Der Beitrag der Musik- und Kulturwissenschaften zum Klimadiskurs über eine klangliche Perspektive reicht jedoch wesentlich weiter, gerade auch, weil menschliche Verhaltenspraktiken miteinbezogen werden: Hinsichtlich der zunehmenden Extremwetterlagen kann beispielsweise aufgezeigt werden, wie historische Naturgefahren in kulturell-klanglicher Erinnerung verarbeitet worden sind: Im Fall der Nordsee-Sturmfluten2 lassen sich etwa bemerkenswerte Vermeidungsstrategien aufzeigen: Die Bedrohung wurde bis zur zweiten Hälfte des zwanzigsten Jahrhunderts nur indirekt oder gar nicht im Musikmachen behandelt. Diese Beobachtung steht im deutlichen Gegensatz zu den Hurrikans des Atlantiks, die – wie auch die Mississippi-Fluten – in zahlreichen Blues-Songs und weiteren Liedrepertoires direkt thematisiert wurden. Bei einer derartigen Analyse geht es jedoch nicht nur um Umweltklänge, Warnsignale oder extreme Umweltthemen im Musikmachen, sondern vor allem auch um die emotionale Erfahrung, die sich aus schrift­lichen und medialen Überlieferungen oder persönlichen Interviews aufschlüsseln lässt. Das verlangt jedoch ein umfangreiches interdisziplinäres Wissen oder Koopera­tionen über etablierte fachdisziplinäre Traditionen hinweg: Erst die kombinierte Analyse von Umweltkontext, Soundscapes und der Adaption durch die Künste ermöglicht diesen tiefen Einblick in unbewusste menschliche Beziehungen zu extremen Naturereignissen. Auch der wachsende musikwissenschaftliche Schwerpunkt der Ecomusicology verlangt eine Auflösung der – insbesondere intradisziplinären – Fachgrenzen: Die Auseinandersetzung mit Soundscapes beschäftigt Vertreterinnen und Vertreter der historischen Musikwissenschaft genauso wie Ethnomusikologinnen, naturwissenschaftlicher ausgerichtete Systematiker oder forschend aktive Komponistinnen.

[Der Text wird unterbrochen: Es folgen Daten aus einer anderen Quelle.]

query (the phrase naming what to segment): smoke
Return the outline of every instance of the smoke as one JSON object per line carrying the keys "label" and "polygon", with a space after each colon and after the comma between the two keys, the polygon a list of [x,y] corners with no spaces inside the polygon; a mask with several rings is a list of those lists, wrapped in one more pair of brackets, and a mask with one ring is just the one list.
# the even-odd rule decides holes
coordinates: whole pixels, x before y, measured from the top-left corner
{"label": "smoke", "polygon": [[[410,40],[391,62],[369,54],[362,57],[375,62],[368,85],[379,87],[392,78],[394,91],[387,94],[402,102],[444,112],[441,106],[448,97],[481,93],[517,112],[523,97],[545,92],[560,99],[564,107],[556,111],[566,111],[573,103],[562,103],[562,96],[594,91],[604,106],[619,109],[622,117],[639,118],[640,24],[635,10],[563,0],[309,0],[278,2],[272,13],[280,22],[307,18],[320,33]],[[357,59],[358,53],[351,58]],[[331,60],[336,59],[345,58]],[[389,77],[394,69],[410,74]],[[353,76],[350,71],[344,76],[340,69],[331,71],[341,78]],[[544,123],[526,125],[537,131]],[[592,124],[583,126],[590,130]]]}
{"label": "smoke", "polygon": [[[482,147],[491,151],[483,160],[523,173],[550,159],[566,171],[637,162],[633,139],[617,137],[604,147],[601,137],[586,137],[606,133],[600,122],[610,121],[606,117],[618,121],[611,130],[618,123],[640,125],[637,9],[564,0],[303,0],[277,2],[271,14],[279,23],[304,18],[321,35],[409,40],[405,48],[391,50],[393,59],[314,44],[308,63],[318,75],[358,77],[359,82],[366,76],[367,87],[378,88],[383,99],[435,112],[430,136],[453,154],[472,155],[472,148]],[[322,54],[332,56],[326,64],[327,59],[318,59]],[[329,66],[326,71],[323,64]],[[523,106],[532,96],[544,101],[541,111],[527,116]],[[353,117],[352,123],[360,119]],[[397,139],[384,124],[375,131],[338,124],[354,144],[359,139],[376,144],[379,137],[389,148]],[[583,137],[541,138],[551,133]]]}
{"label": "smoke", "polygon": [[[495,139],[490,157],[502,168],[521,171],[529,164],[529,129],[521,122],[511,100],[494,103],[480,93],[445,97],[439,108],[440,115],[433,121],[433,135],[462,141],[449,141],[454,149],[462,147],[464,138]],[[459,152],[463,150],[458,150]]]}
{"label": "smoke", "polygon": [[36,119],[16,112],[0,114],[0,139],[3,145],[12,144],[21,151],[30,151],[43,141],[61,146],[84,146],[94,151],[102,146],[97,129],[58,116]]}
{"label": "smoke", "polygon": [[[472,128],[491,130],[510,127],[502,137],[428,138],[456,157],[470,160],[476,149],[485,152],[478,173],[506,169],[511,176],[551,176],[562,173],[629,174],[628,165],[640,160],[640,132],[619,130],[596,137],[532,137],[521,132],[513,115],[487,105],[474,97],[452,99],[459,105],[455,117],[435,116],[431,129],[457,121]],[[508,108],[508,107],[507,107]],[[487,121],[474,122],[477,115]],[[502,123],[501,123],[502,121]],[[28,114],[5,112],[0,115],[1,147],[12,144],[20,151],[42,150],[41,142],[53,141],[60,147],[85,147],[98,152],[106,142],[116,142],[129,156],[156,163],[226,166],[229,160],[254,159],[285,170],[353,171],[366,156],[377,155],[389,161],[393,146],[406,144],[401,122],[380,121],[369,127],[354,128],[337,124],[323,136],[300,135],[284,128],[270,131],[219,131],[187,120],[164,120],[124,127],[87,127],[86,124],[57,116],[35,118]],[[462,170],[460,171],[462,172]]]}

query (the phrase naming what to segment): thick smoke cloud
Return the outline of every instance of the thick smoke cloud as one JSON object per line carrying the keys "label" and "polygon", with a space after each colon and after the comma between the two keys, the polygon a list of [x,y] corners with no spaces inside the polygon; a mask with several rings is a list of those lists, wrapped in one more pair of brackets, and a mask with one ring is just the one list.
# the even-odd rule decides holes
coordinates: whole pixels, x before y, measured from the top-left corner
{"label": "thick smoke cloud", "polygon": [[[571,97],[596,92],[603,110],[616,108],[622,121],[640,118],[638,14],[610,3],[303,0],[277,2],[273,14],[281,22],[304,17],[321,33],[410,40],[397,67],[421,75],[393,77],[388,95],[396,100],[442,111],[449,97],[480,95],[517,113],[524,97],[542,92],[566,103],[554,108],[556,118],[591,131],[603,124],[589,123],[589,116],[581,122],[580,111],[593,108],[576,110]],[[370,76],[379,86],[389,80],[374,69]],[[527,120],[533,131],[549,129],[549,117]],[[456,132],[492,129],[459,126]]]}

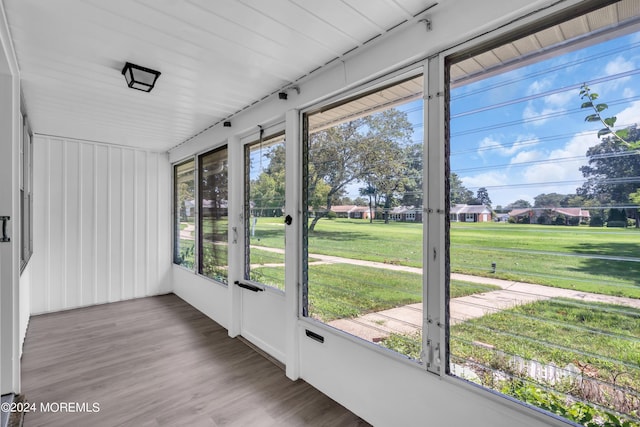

Auch im Journalismus ist akustische Ökologie zu einem wiederkehrenden Thema geworden, wobei sich hier oftmals eine enge Fixierung auf Schafers inzwischen fast fünfundvierzig Jahre alte Publikation beobachten lässt – trotz zahlreicher Weiterentwicklungen: In den Achtziger- und Neunzigerjahren erfolgte etwa eine grundlegende Ausweitung durch Steven Felds Konzept der „Acous­temology“, welche die enge Verknüpfung von Umwelt, Sound, Mensch und Musik analysiert.3 Hatte Feld dies überzeugend für die Kultur der Kaluli im Kontext des Regenwaldes von Papua-Neuguinea aufgezeigt, so lassen sich ähnlich dichte klangliche Bedeutungsgeflechte selbst in urbanen Strukturen nachweisen. Zudem sind gerade im Bereich der Psychoakustik, aber auch hinsichtlich postkolonialer Diskurse – wer oder was wird vom wem (nicht) gehört? – neue Aspekte hinzugekommen. Ein weiteres aktuelles Thema betrifft die Rückkopplung mit anderen Sinneswahrnehmungen: War es zunächst notwendig, der akustischen Wahrnehmung erst einmal eine Plattform zu geben, so stellt sich jetzt die Frage, inwieweit die Trennung des Auditiven von Haptik, Olfaktorik und Visualität überhaupt eine realistische wissenschaft­liche Wiedergabe darstellt:4 Sturm ist beispielsweise nicht nur ein akustisches Erleben, sondern schließt ebenso die körperlich-haptische Erfahrung des Winddrucks und des Regens und, etwa am Meer oder bei vorheriger Trockenheit, eine geruchliche Seite in die sinnliche Wahrnehmung mit ein.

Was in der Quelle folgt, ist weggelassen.